The account’s structure echoes this sentiment given that Book I ends instantly after the Pilgrims have actually settled in for their very first winter. Obviously, this break with the past belonged to what the Pilgrims wished to attain in leaving the persecution they dealt with in England.
On that subject, it is worth keeping in mind that despite Bradford’s characterization of the Native Americans as “savage barbarians” (43 ), the Pilgrims’ relationship to them is not wildly different than their relationship to their next-door neighbors back in England; in both locations, Bradford depicts the Pilgrims as an isolated neighborhood surrounded by potentially hostile individuals. In this case, nevertheless, the Pilgrims are eventually able to turn the power dynamic as they were not able to in England.
The surrounding Native American tribes are initially better equipped to life in New England than the Pilgrims are– in reality, Bradford maintains that the Pilgrims would not have made it through the first winter without food from the Native Americans.

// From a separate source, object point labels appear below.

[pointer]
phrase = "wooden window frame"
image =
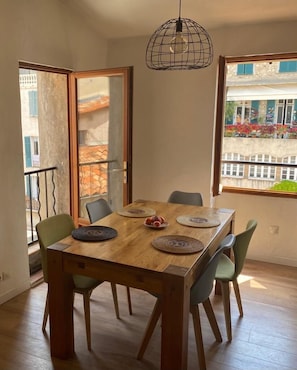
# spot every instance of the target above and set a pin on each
(219, 124)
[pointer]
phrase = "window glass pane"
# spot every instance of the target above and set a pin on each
(260, 126)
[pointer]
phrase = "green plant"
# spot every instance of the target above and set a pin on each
(285, 185)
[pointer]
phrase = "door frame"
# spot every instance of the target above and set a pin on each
(127, 73)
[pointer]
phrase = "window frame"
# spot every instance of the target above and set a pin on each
(219, 124)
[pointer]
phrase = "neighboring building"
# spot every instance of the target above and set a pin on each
(260, 123)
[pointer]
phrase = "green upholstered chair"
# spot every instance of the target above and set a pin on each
(228, 270)
(200, 293)
(182, 197)
(96, 210)
(50, 231)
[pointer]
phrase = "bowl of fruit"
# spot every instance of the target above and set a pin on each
(155, 222)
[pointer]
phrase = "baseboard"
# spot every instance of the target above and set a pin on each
(14, 292)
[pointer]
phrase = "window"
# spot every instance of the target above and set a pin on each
(245, 69)
(262, 171)
(288, 66)
(231, 169)
(33, 104)
(256, 129)
(287, 172)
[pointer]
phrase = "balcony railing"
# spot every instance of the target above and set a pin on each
(40, 198)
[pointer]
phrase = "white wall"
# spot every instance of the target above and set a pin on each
(174, 113)
(43, 32)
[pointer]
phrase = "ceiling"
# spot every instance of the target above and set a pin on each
(130, 18)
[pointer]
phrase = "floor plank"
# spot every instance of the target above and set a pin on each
(264, 339)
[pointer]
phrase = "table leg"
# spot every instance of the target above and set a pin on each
(60, 287)
(175, 319)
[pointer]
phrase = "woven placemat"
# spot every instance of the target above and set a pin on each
(137, 212)
(196, 221)
(178, 244)
(94, 233)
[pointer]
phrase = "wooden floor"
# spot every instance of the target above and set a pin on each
(264, 339)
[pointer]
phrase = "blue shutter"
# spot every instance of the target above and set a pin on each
(295, 112)
(255, 111)
(28, 157)
(245, 69)
(288, 66)
(270, 110)
(33, 106)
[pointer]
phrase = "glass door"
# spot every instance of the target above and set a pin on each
(101, 137)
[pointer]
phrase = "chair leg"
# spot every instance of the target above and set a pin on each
(238, 298)
(227, 310)
(150, 328)
(115, 299)
(86, 296)
(212, 320)
(129, 300)
(46, 311)
(198, 335)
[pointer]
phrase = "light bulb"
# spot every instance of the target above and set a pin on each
(178, 44)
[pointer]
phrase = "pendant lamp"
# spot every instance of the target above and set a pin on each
(178, 44)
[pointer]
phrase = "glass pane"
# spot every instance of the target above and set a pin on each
(100, 133)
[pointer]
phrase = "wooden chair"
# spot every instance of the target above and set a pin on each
(96, 210)
(50, 231)
(200, 292)
(228, 271)
(182, 197)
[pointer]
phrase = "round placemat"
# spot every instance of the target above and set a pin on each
(137, 212)
(196, 221)
(94, 233)
(179, 244)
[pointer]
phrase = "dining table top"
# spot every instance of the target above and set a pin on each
(133, 245)
(131, 257)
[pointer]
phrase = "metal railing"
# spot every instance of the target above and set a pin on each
(40, 198)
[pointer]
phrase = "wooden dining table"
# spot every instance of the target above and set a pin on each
(132, 258)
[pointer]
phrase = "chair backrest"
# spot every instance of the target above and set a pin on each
(51, 230)
(182, 197)
(241, 246)
(98, 209)
(203, 286)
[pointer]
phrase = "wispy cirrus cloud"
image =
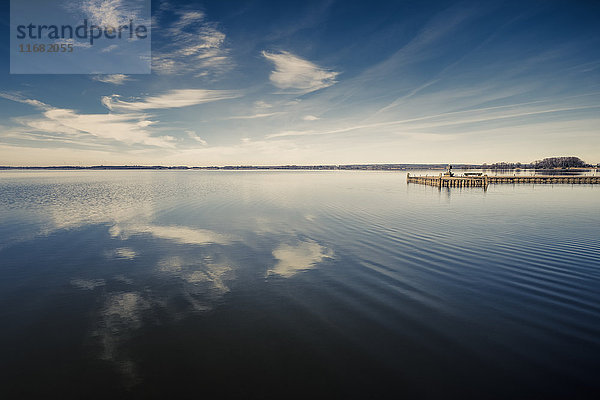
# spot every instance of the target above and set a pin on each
(256, 116)
(297, 74)
(172, 99)
(115, 79)
(192, 45)
(72, 126)
(194, 136)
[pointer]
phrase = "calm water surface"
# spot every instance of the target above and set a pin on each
(279, 284)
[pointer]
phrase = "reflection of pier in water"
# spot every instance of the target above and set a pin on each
(484, 180)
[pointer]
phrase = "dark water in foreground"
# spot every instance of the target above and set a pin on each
(286, 284)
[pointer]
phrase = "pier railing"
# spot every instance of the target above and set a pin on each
(484, 180)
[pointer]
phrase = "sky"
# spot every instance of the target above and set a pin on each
(323, 82)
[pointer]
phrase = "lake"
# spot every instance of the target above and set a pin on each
(277, 284)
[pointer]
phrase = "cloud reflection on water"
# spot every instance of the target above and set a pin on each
(292, 259)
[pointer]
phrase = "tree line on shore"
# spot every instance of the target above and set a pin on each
(546, 163)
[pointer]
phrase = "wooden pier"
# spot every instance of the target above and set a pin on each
(484, 180)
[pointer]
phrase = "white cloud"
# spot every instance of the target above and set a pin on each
(108, 12)
(255, 116)
(172, 99)
(115, 79)
(310, 118)
(197, 138)
(297, 74)
(20, 99)
(193, 46)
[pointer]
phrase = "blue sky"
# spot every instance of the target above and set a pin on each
(324, 82)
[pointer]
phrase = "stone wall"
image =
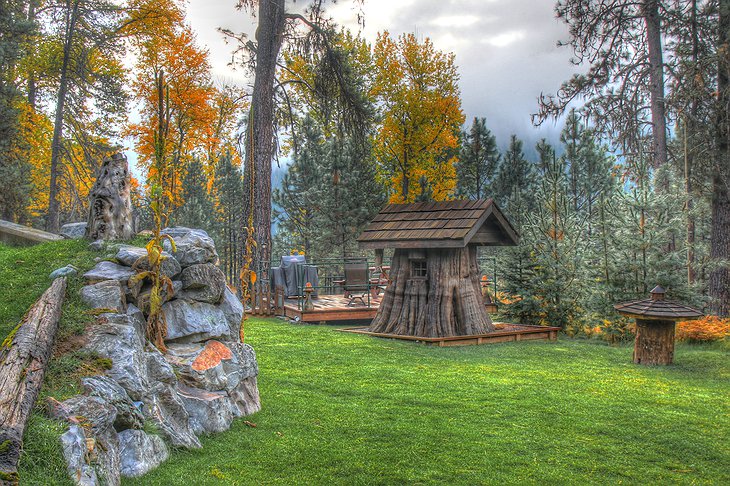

By the end of Bradford’s account, the Pilgrims, with the aid of other English settlers in the area, have managed to subdue numerous of the most powerful local tribes. Like the Pilgrims’ increasing preoccupation with revenue, which Robinson himself warns against in Chapter 7, this conquest probably represents a shift away from the Pilgrims’ initial spiritual goals toward a worldly desire for power. This area also continues a trend present earlier in the account: Bradford’s propensity to associate the bad luck of the Pilgrims’ opponents to God’s will.
This is the flipside of the belief that the Pilgrims are a chosen individuals and that God is specifically thinking about their well-being as an outcome. However, it leads to passages that might be troubling to a contemporary reader, including the following one in which Bradford explains the Pilgrims’ very first skirmish with Native Americans: “Thus it happy God to beat their opponents, and give them deliverance; and by His special providence so to get rid of that not one of them was hit, though the arrows came close to them, on every side” (47 ).